A 75 percent of moose calves of New Hampshire died this year because of ticks. These animals are the cause of the increase in the mortality index in the population of moose in the State. Although ticks are usually categorized as insects, according to the Illinois Department of Public Health, they are actually arachnids.
The factors that are influencing the increase of ticks that harm the moose population is the weather and the animals density. Short winters are affecting moose calves since that is the season when the animal is more protected from insects.
One moose, thousands of ticks
During some seasons, ticks invade moose bodies to feed on their blood, leaving the big animal so weak that they could kill it. In a single moose, thousands of ticks can be hosted.
However, the increase in the number of deaths in moose calves will also mean an increase in the number of deaths in ticks since the smaller the population is, the smaller gets the chances of feeding for the insects.
How do we know?
The trend was detected by biologists specialized in moose population, once marked animals started dying. The mechanism to control the moose is to use collars with a special technology that transmits information about the health of the animal.
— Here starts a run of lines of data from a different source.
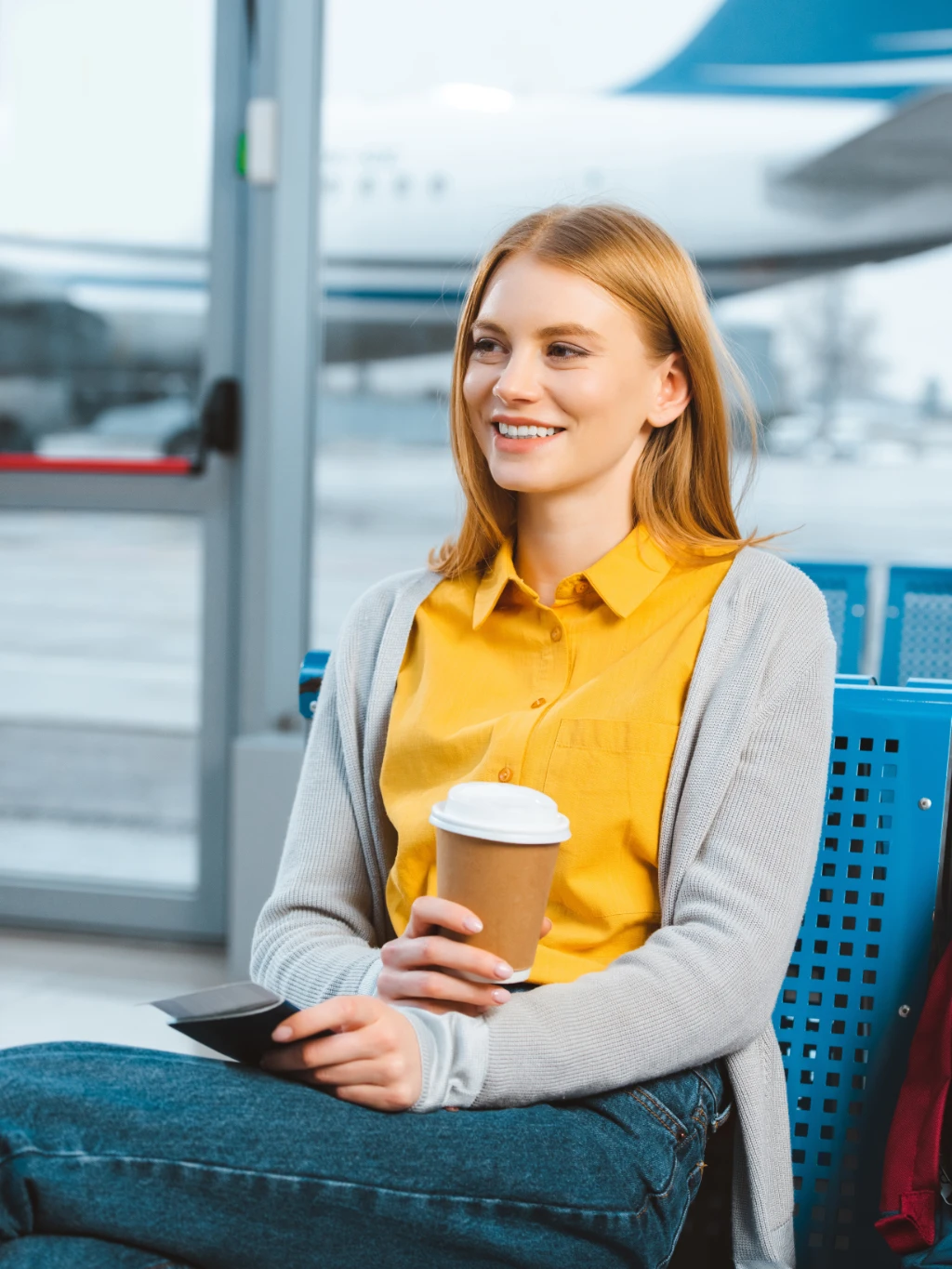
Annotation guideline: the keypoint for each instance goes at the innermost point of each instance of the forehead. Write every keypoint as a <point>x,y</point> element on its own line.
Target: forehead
<point>528,291</point>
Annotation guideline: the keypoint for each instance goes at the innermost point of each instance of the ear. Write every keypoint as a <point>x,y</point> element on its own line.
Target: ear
<point>673,391</point>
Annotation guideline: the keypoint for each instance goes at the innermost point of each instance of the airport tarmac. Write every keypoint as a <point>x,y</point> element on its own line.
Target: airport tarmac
<point>100,628</point>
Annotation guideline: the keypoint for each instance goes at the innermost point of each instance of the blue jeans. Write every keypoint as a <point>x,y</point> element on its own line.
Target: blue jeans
<point>128,1158</point>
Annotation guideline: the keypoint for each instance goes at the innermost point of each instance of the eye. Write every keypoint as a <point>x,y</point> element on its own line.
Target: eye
<point>565,351</point>
<point>485,347</point>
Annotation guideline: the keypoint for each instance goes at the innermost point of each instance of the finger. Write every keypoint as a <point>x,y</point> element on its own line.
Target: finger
<point>341,1047</point>
<point>428,911</point>
<point>433,949</point>
<point>434,985</point>
<point>339,1012</point>
<point>375,1097</point>
<point>368,1071</point>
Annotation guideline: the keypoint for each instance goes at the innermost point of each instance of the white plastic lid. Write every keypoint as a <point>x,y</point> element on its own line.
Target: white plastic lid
<point>500,813</point>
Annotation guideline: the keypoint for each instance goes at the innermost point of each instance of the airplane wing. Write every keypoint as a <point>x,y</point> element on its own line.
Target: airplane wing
<point>907,152</point>
<point>834,48</point>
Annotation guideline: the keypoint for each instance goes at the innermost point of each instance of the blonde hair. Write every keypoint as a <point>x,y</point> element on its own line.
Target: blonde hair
<point>681,490</point>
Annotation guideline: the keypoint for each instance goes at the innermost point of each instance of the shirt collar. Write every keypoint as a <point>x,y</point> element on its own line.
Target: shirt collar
<point>494,583</point>
<point>628,575</point>
<point>624,577</point>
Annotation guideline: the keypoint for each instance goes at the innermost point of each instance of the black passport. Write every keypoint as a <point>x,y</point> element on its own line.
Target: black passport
<point>235,1021</point>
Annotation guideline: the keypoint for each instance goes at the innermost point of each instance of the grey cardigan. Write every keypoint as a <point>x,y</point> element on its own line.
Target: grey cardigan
<point>739,837</point>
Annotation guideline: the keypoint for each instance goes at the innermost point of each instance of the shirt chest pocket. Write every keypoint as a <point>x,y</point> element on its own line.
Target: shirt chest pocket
<point>610,777</point>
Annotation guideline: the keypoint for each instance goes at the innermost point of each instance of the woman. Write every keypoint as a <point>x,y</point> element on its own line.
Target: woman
<point>602,631</point>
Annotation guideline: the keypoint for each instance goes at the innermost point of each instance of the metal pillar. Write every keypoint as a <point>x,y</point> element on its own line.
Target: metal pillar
<point>277,448</point>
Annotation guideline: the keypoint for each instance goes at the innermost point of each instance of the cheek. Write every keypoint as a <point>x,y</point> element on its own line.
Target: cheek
<point>478,383</point>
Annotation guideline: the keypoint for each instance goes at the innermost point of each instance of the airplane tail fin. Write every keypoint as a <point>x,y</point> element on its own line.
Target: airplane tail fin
<point>848,48</point>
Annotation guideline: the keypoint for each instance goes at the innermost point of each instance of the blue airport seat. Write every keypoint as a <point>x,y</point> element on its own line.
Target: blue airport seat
<point>309,681</point>
<point>858,975</point>
<point>918,639</point>
<point>844,588</point>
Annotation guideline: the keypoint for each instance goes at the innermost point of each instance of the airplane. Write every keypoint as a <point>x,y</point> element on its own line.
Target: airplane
<point>822,142</point>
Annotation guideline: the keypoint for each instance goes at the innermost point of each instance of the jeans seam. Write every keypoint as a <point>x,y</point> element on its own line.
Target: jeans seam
<point>659,1112</point>
<point>326,1182</point>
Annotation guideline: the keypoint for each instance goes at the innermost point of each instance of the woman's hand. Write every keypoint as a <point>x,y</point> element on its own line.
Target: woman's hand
<point>423,966</point>
<point>374,1059</point>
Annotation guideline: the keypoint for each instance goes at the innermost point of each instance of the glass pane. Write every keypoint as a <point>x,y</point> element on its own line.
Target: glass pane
<point>104,164</point>
<point>99,698</point>
<point>430,153</point>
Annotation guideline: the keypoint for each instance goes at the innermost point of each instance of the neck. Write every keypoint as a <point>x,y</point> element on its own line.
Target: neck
<point>562,533</point>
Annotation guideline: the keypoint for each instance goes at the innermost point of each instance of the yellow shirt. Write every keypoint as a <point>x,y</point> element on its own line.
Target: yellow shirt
<point>582,701</point>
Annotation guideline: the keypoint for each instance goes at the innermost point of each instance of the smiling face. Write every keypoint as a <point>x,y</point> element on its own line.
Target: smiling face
<point>562,391</point>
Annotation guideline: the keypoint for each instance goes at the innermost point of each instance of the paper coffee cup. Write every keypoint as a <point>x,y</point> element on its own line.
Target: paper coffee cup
<point>496,851</point>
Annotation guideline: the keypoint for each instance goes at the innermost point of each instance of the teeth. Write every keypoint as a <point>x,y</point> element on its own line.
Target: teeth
<point>510,430</point>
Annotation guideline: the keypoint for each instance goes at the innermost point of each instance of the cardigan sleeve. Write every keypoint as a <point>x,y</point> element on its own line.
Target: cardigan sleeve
<point>315,935</point>
<point>699,987</point>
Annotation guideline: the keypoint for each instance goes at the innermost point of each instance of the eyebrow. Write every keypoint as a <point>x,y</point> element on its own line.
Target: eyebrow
<point>546,331</point>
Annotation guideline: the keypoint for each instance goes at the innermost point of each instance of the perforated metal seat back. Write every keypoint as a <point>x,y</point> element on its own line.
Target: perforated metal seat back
<point>857,979</point>
<point>918,635</point>
<point>844,588</point>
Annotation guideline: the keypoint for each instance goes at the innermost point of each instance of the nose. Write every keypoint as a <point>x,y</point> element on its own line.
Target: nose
<point>518,379</point>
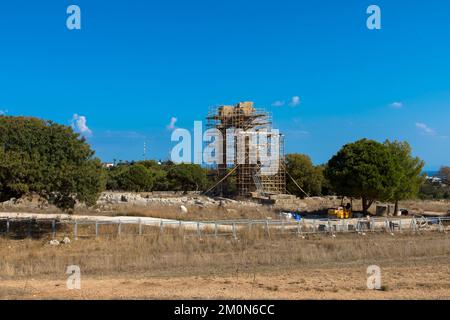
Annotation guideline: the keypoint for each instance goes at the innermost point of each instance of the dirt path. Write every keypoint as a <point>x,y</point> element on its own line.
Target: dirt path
<point>419,282</point>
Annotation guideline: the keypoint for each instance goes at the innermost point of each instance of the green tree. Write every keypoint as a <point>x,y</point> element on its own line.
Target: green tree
<point>308,177</point>
<point>407,177</point>
<point>362,169</point>
<point>135,177</point>
<point>42,157</point>
<point>186,177</point>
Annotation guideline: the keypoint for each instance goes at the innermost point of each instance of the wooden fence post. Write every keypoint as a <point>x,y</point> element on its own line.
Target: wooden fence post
<point>29,228</point>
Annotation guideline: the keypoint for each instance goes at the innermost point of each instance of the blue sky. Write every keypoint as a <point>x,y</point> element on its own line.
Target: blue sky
<point>136,64</point>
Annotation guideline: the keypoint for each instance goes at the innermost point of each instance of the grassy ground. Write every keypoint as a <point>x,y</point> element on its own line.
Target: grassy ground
<point>169,266</point>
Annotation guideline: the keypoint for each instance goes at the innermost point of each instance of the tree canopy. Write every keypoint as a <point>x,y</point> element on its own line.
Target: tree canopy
<point>407,177</point>
<point>363,169</point>
<point>42,157</point>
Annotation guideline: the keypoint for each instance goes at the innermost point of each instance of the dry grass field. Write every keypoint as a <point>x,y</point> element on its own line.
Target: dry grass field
<point>169,267</point>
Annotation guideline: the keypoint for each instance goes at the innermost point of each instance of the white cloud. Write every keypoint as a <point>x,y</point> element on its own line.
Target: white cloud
<point>171,125</point>
<point>295,101</point>
<point>425,129</point>
<point>396,105</point>
<point>278,103</point>
<point>79,124</point>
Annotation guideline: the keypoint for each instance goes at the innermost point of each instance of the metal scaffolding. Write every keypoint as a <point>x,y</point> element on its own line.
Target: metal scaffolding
<point>239,126</point>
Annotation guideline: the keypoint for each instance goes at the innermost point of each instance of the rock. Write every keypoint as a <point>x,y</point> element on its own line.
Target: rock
<point>183,209</point>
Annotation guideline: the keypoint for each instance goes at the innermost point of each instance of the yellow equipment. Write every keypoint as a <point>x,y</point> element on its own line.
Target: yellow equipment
<point>341,213</point>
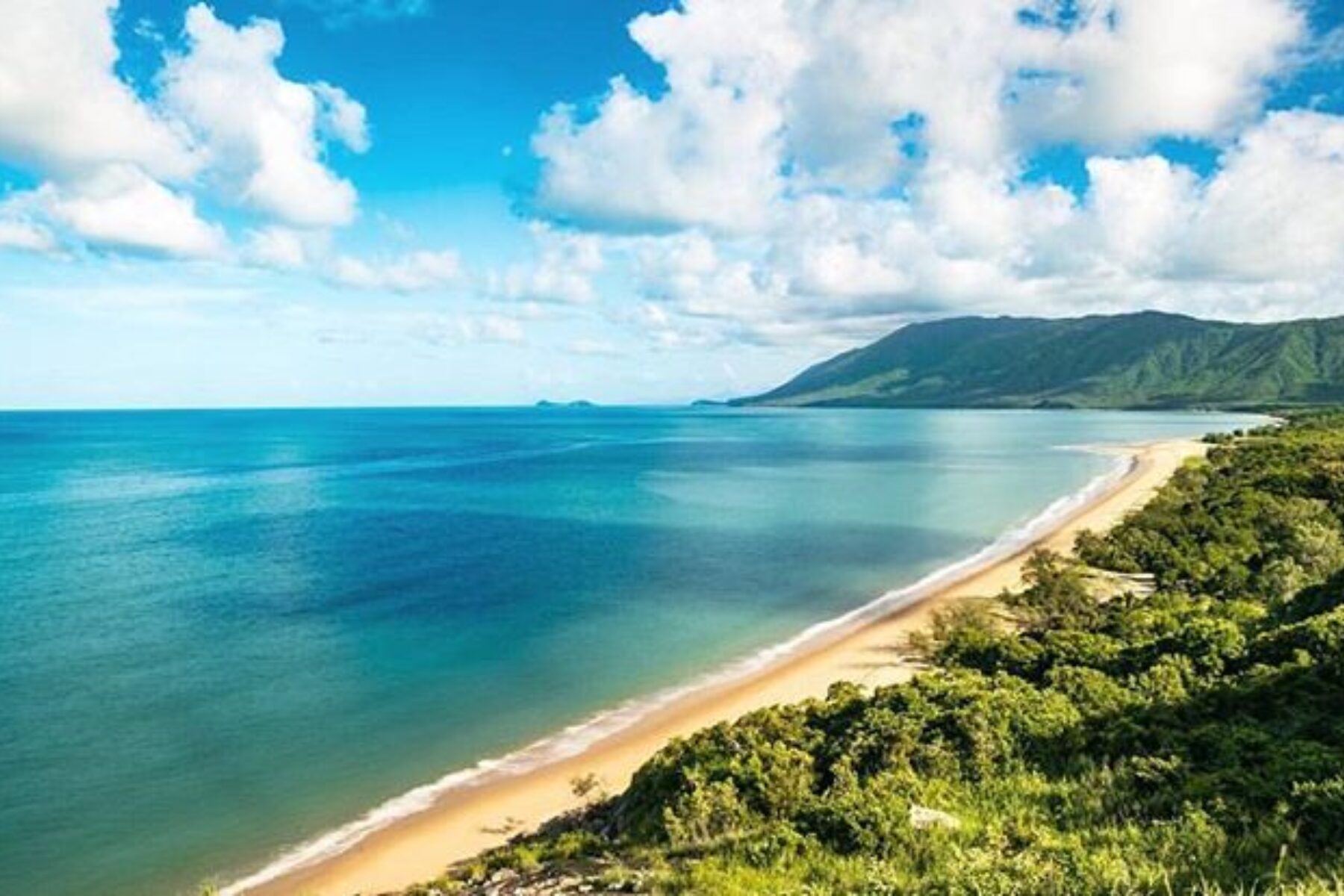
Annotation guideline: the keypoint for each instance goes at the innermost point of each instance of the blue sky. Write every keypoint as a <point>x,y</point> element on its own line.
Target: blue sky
<point>403,202</point>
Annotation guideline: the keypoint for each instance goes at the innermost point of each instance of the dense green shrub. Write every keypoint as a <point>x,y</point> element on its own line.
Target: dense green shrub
<point>1183,741</point>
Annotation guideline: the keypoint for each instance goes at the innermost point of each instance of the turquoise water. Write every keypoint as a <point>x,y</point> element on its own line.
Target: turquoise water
<point>226,632</point>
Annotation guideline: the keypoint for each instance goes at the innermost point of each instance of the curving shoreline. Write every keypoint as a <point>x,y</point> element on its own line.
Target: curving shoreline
<point>413,837</point>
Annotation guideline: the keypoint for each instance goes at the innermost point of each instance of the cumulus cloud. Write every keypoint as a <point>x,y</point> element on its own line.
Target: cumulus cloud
<point>410,273</point>
<point>812,168</point>
<point>62,107</point>
<point>125,171</point>
<point>26,235</point>
<point>1142,67</point>
<point>261,131</point>
<point>121,207</point>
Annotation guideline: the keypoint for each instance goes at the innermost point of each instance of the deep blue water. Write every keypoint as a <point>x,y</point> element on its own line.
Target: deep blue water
<point>225,632</point>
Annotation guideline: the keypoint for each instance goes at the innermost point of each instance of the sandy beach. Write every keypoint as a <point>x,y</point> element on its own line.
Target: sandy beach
<point>488,810</point>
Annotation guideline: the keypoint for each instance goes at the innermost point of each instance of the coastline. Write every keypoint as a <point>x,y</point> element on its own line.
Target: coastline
<point>414,837</point>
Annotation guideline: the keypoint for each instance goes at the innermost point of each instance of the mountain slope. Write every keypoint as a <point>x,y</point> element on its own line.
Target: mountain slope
<point>1129,361</point>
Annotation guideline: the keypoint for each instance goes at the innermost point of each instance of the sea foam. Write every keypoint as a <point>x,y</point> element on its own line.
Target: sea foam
<point>578,738</point>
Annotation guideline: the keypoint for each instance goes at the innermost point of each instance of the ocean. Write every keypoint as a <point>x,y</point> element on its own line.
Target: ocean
<point>226,633</point>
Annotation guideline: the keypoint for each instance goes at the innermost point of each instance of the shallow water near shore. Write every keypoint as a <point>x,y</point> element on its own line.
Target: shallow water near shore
<point>226,632</point>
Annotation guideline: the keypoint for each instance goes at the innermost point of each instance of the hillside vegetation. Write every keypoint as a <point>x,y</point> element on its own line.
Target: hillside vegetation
<point>1145,361</point>
<point>1184,736</point>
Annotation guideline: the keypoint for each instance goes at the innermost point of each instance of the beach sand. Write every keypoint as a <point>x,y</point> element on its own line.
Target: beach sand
<point>485,813</point>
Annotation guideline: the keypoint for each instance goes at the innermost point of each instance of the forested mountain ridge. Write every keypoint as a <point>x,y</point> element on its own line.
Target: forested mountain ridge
<point>1142,361</point>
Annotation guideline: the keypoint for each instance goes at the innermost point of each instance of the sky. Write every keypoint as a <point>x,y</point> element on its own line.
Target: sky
<point>494,202</point>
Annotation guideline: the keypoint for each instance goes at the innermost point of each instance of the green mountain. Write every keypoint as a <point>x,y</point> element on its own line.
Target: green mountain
<point>1142,361</point>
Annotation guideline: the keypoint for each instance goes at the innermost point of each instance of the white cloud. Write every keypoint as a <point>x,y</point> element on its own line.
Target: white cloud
<point>1273,210</point>
<point>62,107</point>
<point>121,207</point>
<point>813,168</point>
<point>562,272</point>
<point>285,247</point>
<point>124,172</point>
<point>1142,210</point>
<point>1142,67</point>
<point>262,132</point>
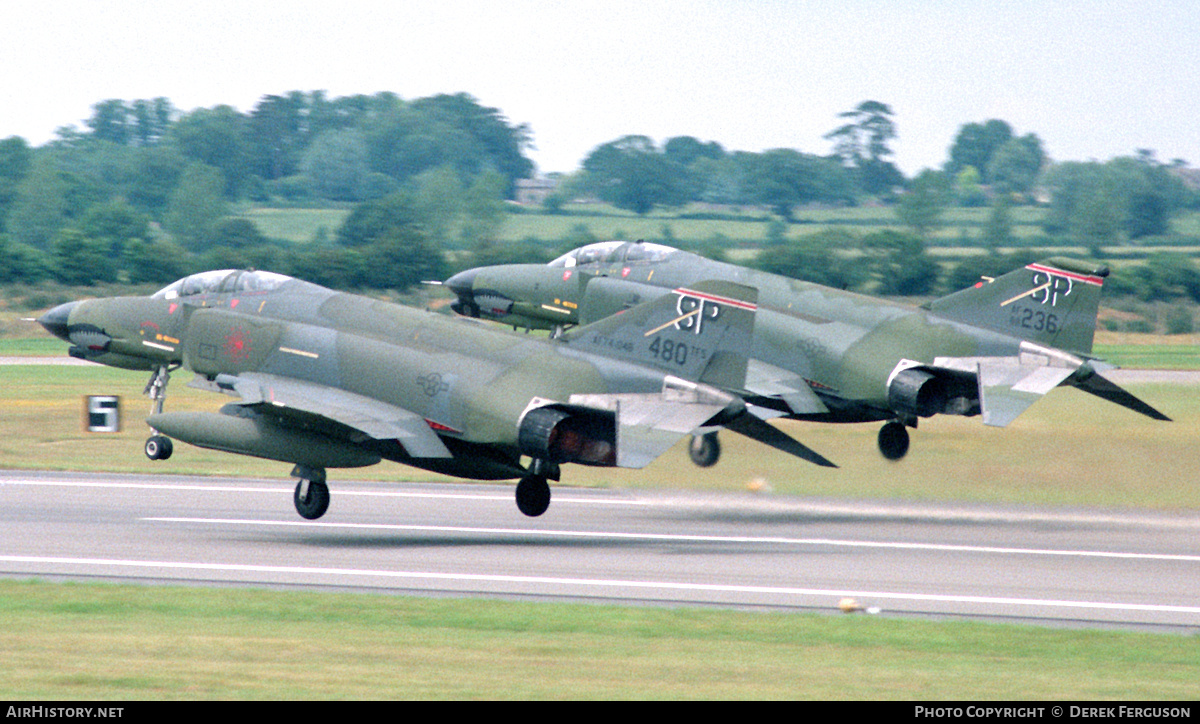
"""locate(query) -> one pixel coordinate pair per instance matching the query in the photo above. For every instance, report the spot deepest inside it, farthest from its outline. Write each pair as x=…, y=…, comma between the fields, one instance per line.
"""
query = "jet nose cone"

Once the animal dies, it allows the scientist to access quickly to the spot where the body is located in order to study and detect the cause of death and the ticks’ effects. The tracking collar study is actually the only way to determine the moose’s tick density and the overall health status of the animals.
In the entire United States, Maine is the area with the largest moose population, with above 60,000 animals, followed by Vermont, but in these areas, the tracking collar studies are not being executed.